The panelists, participating in a program at the American Bar Association Annual Meeting in San Francisco, expressed concern about the justices’ inconsistent actions when it comes to deferring to Congress on the laws it has passed.
“If you read all of the opinions, especially on the last two days, your head will sort of spin trying to come up with a principle about when Congress is entitled to deference and when it isn’t,” said Debo Adegbile, acting president and director-counsel of the NAACP Legal Defense and Educational Fund in New York.
“When you are trying to sort of make sense of this, the only organizing principal you can get from these opinions is something like, deference on Wednesday but not on Tuesday,” Adegbile added. “It’s very hard to come up with an orderly principal about when the deference is appropriate.”

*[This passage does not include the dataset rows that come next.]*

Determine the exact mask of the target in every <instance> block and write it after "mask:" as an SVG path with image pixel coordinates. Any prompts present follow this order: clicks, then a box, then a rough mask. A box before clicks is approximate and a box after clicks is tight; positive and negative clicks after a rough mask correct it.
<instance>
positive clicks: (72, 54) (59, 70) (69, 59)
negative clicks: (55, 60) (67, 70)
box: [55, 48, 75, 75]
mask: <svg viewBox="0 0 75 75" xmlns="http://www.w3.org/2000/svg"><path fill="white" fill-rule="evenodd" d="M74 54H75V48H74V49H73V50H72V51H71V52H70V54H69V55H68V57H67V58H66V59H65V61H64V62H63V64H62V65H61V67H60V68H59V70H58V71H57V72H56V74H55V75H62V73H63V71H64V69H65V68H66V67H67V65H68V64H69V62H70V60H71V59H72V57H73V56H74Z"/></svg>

He held up the Supreme Court’s 5-4 decision in Shelby County, Ala. v. Holder as an example of the justices dismissing Congress’ role. Adegbile said that when the court ruled Section 5 of the Voting Rights Act unconstitutional, it passed over all the legislative work that Congress had done and all the records that it had assembled documenting continuing discrimination.

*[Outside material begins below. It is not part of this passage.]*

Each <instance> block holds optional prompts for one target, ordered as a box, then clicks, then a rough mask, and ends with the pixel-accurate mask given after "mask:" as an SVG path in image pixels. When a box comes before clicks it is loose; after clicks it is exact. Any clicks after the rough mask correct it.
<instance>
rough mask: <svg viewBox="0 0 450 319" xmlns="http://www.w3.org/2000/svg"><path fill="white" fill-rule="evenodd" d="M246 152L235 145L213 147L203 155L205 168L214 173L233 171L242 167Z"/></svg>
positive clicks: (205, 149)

In contrast, he said the dissenting opinion on the 5-4 decision for the Defense of Marriage Act mentions how outrageous it is for the court to displace the judgment of Congress in passing DOMA.
David Savage, who has served as the Supreme Court correspondent for the Los Angeles Times since 1986, said that Justice Antonin Scalia has said in the past that in “close call” scenarios, the justices should defer to elected officials.
However, Savage pointed out that Scalia gave a strong dissenting opinion on the DOMA case, asking what gives the justices the right to strike down this law that was passed by Congress, but that the day before he sided with those justices striking down Section 5 of the Voting Rights Act.
Adegbile said one major problem is the unwillingness of the court to articulate the standards that it is using to make judgments.
“Where the court is deciding these issues and not clearly articulating the rules of the road by which it comes to its decision, it puts the legislative branch in a special deficit position, which is having to go forward in the dark essentially and having to guess what it is it can and cannot do and how it can proceed,” he said.
Moderator Gordon Silverstein, assistant dean for graduate programs at Yale Law School, said the Supreme Court’s “utter contempt” for Congress comes across fairly strongly.
He pointed out that the justices do not have personal experience in the political arena, as none of them have ever been elected to office. However, most of them have extensive experience with the executive branch, working for the White House or the Department of Justice.
An audience member asked the panel whether the spate of recent 5-4 decisions was damaging to the Supreme Court’s reputation.
Rachel Moran, dean of UCLA School of Law, responded that she feels “one could argue that in a divided society those splits actually help the losers to feel that they have a chance of prevailing down the line.”
She added that close decisions symbolize to her that there are legitimate reasons that we as a people sometimes disagree.
Silverstein pointed out that “what may be more troubling is not 5-4 decisions, but 5-4 decisions where the justice is saying one thing on Wednesday and something that seems to be quite different on Thursday.”